Sans accès à leur système informatique, les employés de Travelex en sont réduits à effectuer des opérations de change avec un stylo et une calculatrice, en se basant sur des cours reçus le matin sur papier, rapportent des médias britanniques.

La société a affirmé prendre «très au sérieux notre responsabilité de protéger la confidentialité et la sécurité des données de nos partenaires et clients» et a estimé qu’à sa connaissance, aucun vol de données n’était intervenu. Travelex s’est vanté d’avoir «réussi à empêcher la propagation du virus informatique», sans donner aucune information supplémentaire.

Chute en bourse

Il n’empêche, Travelex, qui a réalisé un chiffre d’affaires de près d’un milliard de francs en 2018, risque de faire face à de nouveaux problèmes. Selon le site spécialisé ComputerWeekly, la société a mis huit mois à sécuriser des serveurs qui souffraient de vulnérabilités. Malgré des alertes répétées issues de sociétés de cybersécurité, Travelex a tardé à agir.
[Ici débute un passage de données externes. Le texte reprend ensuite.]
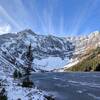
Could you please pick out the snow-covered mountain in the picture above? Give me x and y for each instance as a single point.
(49, 52)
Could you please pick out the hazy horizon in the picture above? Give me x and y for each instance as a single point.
(55, 17)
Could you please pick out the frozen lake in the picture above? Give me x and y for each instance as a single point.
(69, 86)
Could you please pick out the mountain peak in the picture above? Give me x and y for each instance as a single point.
(94, 34)
(26, 31)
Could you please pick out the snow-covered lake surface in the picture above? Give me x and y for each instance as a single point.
(70, 86)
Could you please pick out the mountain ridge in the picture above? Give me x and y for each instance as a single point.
(47, 47)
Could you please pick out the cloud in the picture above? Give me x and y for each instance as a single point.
(5, 29)
(5, 14)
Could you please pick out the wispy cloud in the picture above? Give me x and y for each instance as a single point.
(4, 13)
(5, 29)
(83, 16)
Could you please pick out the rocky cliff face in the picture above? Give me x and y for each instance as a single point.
(49, 52)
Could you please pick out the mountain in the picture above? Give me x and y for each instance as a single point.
(49, 52)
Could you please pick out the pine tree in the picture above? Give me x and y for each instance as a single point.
(29, 59)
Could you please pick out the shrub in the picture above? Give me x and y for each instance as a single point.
(27, 83)
(17, 74)
(3, 95)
Cette négligence, si elle était avérée, risque de lui coûter cher, la société étant soumise au Règlement général sur la protection des données (RGPD). Une amende pouvant atteindre 20 millions d’euros (21,6 millions de francs) ou 4% du chiffre d’affaires de l’année précédente est prévue en cas de manquement grave.

A noter que le propriétaire de Travelex, Finablr Group, basé à Abu Dhabi, a déjà ressenti financièrement les conséquences de l’attaque: dès son annonce, son action a perdu plus de 17% au London Stock Exchange.